# How many words make a Kindle page according to Amazon?



## 57280 (Feb 20, 2012)

Friends:

What, approximately, is the word count per page on a Kindle book? When I see "250 pages" on an Amazon Kindle sales info for a book, what does a page break down to in terms of words?

Thanks in advance!


----------



## C. Gold (Jun 12, 2017)

Roughly 300 words per Kindle page.

I had to figure this out when trying to figure out which books to nominate in which categories for the Hugo. I took samples of books that had both word counts listed and the corresponding Kindle page number. Note - I saw a thread on the kdp site that claims this number changes when the ebook is linked to the paperback.


----------



## C. Gold (Jun 12, 2017)

Denise Templey said:


> It does change. In case it does NOT, reuplaod your ebook. The paperback pagecount should then be linked to the ebook.


Yep, just checked and it even has a little dropdown arrow on the page count that gives a tooltip that says _contains real numbers based on the print edition (ISBN XXX)_

Why did I never notice that before? lol!


----------



## unkownwriter (Jun 22, 2011)

It's somewhere around 300 to about 350 words for a page by Amazon's reckoning, though we don't actually know for sure. I suspect they actually go by character count, which includes punctuation and the enter key as well as letters and spaces. The 250 word count comes from the old days when people wrote on typewriters, double spaced in TNR or Courier.


----------



## 57280 (Feb 20, 2012)

Thanks, all. I remember the 250 typewriter days.


----------



## Hope (Nov 28, 2014)

she-la-ti-da said:


> It's somewhere around 300 to about 350 words for a page by Amazon's reckoning, though we don't actually know for sure. I suspect they actually go by character count, which includes punctuation and the enter key as well as letters and spaces. The 250 word count comes from the old days when people wrote on typewriters, double spaced in TNR or Courier.


I agree with this. I have a series of seven novellas and the second shortest book has the most pages, according to Amazon. I think I might have seen where Amanda said if a book has a lot of dialogue, it will end up with a higher page count.


----------



## notjohn (Sep 9, 2016)

I used to figure 400 words per page for a print edition, 250 words for a Kindle "page." But since Amazon has been paying a fraction of a penny per page,. the count has clearly gone up.
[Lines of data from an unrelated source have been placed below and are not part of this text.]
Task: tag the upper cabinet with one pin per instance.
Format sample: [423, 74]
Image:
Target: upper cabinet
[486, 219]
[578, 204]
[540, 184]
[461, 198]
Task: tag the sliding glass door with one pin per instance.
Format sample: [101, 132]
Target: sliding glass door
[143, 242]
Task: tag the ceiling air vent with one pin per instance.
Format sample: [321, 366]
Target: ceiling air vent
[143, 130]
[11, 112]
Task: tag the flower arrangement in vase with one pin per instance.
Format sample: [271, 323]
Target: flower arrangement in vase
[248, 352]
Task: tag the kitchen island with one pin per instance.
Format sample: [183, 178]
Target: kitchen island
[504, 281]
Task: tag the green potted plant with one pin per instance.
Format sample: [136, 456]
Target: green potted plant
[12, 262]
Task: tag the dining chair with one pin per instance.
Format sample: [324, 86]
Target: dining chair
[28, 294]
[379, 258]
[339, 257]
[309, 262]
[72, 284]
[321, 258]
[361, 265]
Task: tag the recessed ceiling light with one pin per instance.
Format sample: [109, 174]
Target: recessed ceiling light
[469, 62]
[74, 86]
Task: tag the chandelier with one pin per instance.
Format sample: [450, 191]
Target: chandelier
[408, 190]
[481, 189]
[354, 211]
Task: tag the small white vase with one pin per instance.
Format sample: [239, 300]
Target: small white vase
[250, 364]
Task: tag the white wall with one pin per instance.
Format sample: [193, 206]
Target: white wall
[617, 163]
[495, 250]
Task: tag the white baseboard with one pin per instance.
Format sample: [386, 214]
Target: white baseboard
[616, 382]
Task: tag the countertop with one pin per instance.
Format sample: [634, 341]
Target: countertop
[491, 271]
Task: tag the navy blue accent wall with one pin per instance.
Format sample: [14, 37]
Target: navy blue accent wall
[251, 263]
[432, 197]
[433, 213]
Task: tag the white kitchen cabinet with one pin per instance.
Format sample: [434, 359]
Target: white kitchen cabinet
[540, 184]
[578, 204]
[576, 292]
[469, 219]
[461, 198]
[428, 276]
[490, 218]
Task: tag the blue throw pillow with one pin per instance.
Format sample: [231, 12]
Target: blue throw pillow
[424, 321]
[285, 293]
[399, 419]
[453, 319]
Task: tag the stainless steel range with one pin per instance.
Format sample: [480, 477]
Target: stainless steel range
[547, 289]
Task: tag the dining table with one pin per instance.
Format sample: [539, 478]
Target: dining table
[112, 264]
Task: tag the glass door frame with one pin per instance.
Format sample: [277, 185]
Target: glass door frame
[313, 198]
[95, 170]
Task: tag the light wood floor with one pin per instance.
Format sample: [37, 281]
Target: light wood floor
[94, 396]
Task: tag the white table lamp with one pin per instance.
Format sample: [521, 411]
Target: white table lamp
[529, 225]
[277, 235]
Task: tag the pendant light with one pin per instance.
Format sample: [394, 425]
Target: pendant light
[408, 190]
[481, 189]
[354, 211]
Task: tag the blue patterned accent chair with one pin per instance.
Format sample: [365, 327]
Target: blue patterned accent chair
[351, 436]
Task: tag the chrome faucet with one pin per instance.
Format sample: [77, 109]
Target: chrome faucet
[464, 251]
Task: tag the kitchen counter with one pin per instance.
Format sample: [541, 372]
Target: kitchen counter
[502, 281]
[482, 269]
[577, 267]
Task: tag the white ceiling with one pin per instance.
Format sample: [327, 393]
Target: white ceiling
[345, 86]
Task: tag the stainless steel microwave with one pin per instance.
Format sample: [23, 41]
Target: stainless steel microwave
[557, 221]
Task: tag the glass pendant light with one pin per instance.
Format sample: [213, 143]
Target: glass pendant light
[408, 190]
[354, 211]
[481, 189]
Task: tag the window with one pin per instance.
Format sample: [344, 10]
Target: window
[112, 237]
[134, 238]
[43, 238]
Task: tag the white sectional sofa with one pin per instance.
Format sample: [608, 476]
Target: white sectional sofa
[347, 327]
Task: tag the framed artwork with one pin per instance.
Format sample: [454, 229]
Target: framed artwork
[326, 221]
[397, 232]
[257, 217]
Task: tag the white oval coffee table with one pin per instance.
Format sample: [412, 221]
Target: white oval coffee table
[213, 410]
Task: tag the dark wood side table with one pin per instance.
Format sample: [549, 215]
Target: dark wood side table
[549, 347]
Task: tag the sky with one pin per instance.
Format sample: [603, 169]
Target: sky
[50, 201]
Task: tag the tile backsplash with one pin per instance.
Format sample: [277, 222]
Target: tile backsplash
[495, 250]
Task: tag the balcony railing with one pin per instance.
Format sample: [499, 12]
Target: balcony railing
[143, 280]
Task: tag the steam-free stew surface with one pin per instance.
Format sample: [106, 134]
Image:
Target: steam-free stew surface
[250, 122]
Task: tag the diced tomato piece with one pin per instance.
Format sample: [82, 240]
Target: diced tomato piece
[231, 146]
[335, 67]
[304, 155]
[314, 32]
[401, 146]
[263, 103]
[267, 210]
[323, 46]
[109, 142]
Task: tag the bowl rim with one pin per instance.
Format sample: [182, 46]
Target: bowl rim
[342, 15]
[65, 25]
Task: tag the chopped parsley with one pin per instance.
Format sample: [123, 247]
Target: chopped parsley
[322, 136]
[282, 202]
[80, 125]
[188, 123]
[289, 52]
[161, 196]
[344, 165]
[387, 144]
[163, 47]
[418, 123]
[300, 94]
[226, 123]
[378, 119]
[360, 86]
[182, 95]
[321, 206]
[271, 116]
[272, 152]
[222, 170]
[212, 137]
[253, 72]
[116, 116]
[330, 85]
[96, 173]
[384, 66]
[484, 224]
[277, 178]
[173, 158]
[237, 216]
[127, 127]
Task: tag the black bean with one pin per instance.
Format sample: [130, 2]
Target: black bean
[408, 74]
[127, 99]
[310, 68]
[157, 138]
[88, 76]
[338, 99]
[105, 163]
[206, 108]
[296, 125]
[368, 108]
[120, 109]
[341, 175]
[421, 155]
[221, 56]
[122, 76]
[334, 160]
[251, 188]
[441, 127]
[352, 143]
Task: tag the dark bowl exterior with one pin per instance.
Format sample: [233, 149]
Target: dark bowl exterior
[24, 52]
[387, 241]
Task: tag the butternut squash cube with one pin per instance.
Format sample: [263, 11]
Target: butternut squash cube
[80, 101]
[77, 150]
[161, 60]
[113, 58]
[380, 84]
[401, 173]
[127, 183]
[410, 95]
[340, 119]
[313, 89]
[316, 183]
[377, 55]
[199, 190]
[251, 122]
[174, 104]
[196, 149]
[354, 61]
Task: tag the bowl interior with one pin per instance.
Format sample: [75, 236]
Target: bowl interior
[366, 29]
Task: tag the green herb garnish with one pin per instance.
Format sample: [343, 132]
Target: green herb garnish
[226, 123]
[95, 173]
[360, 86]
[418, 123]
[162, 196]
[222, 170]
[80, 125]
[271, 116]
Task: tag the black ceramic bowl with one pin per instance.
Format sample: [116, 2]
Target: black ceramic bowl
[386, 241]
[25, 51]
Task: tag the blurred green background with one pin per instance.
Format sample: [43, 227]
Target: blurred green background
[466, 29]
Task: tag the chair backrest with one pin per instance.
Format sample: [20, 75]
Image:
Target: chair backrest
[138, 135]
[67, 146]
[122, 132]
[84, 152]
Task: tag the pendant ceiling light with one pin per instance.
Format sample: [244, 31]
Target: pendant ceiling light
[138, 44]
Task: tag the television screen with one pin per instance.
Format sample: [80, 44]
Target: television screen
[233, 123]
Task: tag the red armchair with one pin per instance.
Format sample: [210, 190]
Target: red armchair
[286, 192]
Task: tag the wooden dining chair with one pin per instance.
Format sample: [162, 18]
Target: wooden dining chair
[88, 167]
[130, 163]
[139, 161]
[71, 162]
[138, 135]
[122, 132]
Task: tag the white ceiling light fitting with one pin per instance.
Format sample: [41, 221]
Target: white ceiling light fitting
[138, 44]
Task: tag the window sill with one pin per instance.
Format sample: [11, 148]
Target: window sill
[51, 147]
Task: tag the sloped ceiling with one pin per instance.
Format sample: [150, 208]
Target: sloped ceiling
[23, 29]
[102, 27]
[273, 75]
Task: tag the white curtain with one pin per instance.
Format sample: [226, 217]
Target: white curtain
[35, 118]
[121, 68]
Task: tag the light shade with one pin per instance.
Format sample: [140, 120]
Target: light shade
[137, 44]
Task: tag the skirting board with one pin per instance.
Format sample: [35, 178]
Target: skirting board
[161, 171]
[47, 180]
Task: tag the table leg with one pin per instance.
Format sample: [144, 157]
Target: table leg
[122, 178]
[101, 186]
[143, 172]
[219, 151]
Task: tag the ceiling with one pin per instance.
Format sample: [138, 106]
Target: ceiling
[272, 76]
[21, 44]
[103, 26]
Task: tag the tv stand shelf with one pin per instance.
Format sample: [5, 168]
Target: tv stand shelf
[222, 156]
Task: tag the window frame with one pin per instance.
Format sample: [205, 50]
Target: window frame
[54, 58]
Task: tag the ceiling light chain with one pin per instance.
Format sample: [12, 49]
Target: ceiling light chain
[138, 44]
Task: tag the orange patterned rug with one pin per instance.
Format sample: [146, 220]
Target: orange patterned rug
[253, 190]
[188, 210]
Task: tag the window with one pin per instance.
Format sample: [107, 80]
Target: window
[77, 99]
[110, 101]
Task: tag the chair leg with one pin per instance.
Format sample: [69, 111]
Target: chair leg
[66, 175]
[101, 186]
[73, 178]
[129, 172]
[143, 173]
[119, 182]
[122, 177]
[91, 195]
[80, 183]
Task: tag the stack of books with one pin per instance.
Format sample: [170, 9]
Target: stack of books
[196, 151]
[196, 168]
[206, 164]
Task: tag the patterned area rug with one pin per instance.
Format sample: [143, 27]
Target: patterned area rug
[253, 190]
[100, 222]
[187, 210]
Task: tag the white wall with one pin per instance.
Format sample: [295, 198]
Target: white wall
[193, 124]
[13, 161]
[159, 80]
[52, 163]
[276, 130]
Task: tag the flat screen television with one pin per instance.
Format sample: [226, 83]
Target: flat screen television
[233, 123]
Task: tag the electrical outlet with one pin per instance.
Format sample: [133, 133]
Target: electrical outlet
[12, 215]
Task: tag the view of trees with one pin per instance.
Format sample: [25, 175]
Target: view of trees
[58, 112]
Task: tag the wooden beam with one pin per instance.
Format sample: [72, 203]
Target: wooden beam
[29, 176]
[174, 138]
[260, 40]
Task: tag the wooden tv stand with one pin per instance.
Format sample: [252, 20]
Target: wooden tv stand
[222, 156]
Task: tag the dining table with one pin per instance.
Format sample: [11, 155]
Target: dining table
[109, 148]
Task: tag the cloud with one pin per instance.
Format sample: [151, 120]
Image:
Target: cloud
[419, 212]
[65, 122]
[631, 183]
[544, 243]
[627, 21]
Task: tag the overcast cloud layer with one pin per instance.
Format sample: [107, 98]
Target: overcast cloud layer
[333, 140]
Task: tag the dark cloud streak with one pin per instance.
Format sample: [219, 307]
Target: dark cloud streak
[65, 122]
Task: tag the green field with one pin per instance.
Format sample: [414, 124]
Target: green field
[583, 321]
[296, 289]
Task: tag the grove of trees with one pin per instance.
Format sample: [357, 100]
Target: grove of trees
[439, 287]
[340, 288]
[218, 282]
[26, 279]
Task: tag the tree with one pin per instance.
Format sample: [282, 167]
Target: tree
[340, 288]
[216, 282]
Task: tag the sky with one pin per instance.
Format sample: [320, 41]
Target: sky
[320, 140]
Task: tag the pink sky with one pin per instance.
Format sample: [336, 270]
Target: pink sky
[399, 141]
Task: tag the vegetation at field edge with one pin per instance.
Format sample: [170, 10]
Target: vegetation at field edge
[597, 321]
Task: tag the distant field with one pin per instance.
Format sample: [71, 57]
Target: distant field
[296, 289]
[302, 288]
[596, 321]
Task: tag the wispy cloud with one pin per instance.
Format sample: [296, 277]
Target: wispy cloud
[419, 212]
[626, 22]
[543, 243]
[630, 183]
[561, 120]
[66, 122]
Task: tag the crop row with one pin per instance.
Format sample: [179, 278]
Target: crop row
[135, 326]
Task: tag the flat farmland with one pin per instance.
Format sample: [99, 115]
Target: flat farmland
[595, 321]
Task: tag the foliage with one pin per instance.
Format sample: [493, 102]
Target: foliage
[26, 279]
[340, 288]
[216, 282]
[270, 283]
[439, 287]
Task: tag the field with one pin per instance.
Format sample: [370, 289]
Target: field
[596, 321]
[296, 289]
I suspect it's now more like 350 words, and any page that in a traditional print edition would have no or lower-case roman numerals is not counted at all.

If there's a print edition, the Kindle edition usually though not always changes from the Amazon estimate to the actual print count, which in the past has always represented a drop.


----------



## Lummox JR (Jul 1, 2012)

My first book was given 375 words per page as the estimate, and came out almost exactly where the print edition did. From what I understand, Amazon's WPP rating varies a lot and depends on many factors. It appears to definitely be influenced by the format of the book, including the page size in the original document even though that doesn't mean anything to the Kindle edition. (I expressed some skepticism at that, but another author who had experimented with it assured me it was true.)

What I'm more interested in knowing is how they calculate KENP. I doubt that's based on a strict word count either. For what it's worth as a data point though, my newest release is 118K words and 653 KENP, so it's about 180.7 words per KENP.

Word count per page is really a very outdated metric. You often hear the "fact" bandied about that 250 wpp is the norm, but that's for manuscripts only and it _never_ applied meaningfully to anything else--but because of misinformation, a lot of authors have treated it as gospel and have as a result wildly inflated the page counts they tell their readers about. Most novels tend toward 300-350 wpp but as I mentioned there are outliers.

IMO, if you choose to include word and/or page count in a fact line, the word count is more important. A page count without a word count is useless, because you don't know if the author was basing that on a paperback version or their word processor or the aforementioned misinformation. Word count is the only meaningful indicator of length.


----------



## Dpock (Oct 31, 2016)

I'm showing 338 store front pages on an 81k book, so about 240 words per page.


----------



## unkownwriter (Jun 22, 2011)

There's an old thread around here someplace where people were experimenting, trying to figure out how Amazon determined KENPC, and it turns out that if you take the number of characters and divide it by 1000 (I'm pretty sure that's it), you end up pretty close to the KENPC given you. I've tried this on several of my books, going by a spreadsheet I have, and it works out pretty close.

Amazon has said they don't count front matter when figuring out KENPC, but do include back matter, which is why we have the padding of extra books to expand the pay out. My feeling is, maybe they should stop counting back matter as well, but they don't listen to me.


----------



## Guest (Jun 26, 2017)

she-la-ti-da said:


> Amazon has said they don't count front matter when figuring out KENPC, but do include back matter, which is why we have the padding of extra books to expand the pay out. My feeling is, maybe they should stop counting back matter as well, but they don't listen to me.


That's because people don't always read the front matter, when I open a kindle ebook it automatically skips it.


----------



## Forgettable (Oct 16, 2015)

.


----------



## skylarker1 (Aug 21, 2016)

C. Gold said:


> Roughly 300 words per Kindle page.


Well, that explains how my children's 'how-to' craft book (32 pages in print and heavy on illustrations) can be listed at ten pages.


----------



## Lummox JR (Jul 1, 2012)

skylarker1 said:


> Well, that explains how my children's 'how-to' craft book (32 pages in print and heavy on illustrations) can be listed at ten pages.


Except C. Gold is wrong; 300 wpp is incorrect.

It's clear from the evidence that Amazon's page count estimate is not based on word count at all. From others who have experimented, it does seem to change with the page dimensions even though those are not relevant to an ebook. My best guess is that they're running it through some kind of formatter, so that the estimate would vary based on writing style, page breaks, and other factors.


----------